Hacker News new | ask | show | jobs
by tgv 22 days ago
Because their custom training data contains an emphasis on such verbiage. It doesn't come from the God-knows-how-many TB of web content the model is pre-trained on. There, such phrasing is only a drop in the sea. But the "yes, you're right" phrases, the em dash, etc., come from the later stage, for which content is created according to some (probably overprecise) guidelines.
2 comments

Right. The overuse of "genuinely" most of all. Seems like they put Claude through a few good rounds of training to always answer questions about its consciousness, thoughts, etc., with something about how it's "genuinely unsure," and as a result, the model learned to use "genuinely" as an intensifier in all sorts of inappropriate contexts.
Oi, I personally use adverbs everywhere. Genuinely, kids these days.
It's a very specific style of condescending journalism that US media has been nurturing and recycling for decades now. I was going to write this this whole comment as a parody of it, starting with some literary hook like 'Call it Ouroboros syndrome:' but I can't bring myself to add to the pile.

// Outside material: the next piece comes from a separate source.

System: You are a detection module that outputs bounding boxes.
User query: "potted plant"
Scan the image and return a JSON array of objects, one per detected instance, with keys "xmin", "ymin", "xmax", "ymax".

I have not done the textual and statistical analysis to verify this, but I feel like it's something you could trace back to east coast journalism schools and publishers mediated via television, which long predates mass adoption of AI. Think how many news articles you've read with titles like 'Anatomy of a murder' os 'Inside the meeting that changed everything.' The hooky, slightly pompous tone is something you can find back as far as the 1960s or 1970s; browsing through old issues of Readers Digest and you'll find tons of it. When I say it's mediated through television, I'm talking about both the dramatic and heavily conclusory style of fictional prosecutors and narrators, and the extremely shallow style of TV news reports (often transcribed to the web) which are only one or two sentences per paragraph. And this is before we consider the stylistic impact of ad copywriting on communication in general.

And there's something else.

The one sentence paragraph interjection, designed to refocus your attention in a surprising new direction after two paragraphs of stuff you already know. 'I never thought I'd end upere,' said Sally Nocontext, hooking you in for another paragraph or two where you try to figure out who this woman is, where she ended up, and what it has to do with the article you are already halfway through reading. After all, I've come this far, the reader through. I might as well see it through to the end.

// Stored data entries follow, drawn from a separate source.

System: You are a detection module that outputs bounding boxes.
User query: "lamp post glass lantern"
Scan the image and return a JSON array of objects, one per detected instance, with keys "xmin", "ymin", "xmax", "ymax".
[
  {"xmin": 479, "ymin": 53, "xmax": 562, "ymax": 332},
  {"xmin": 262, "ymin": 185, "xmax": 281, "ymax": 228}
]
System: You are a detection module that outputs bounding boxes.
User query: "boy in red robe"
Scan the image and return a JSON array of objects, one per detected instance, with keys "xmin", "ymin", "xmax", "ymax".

And that's just what publishers wanted.

One sentence can also validate a truism that the reader already suspects, flattering their beliefs in their own analytical powers....

...well you get the idea. When I'm using LLMs for any sort of extended session, I find myself reaching for the same few prompts to break it of such clicheed expression; I'm especially averse to the habit of adding zippy-sounding nicknames to complex or potentially dull concepts. I don't have a favorite starting prompt, but I generally find that asking for 'a concise, academic tone' does wonders to de-fluff its output. Remember, it defaults toward being as widely accessible as possible, and much journalism is aimed at consumers with only a high school education and maybe middle-school reading comprehension, math ability, and appetite for depth over sensation.

How do I save a comment; this very context has been under consideration for a while.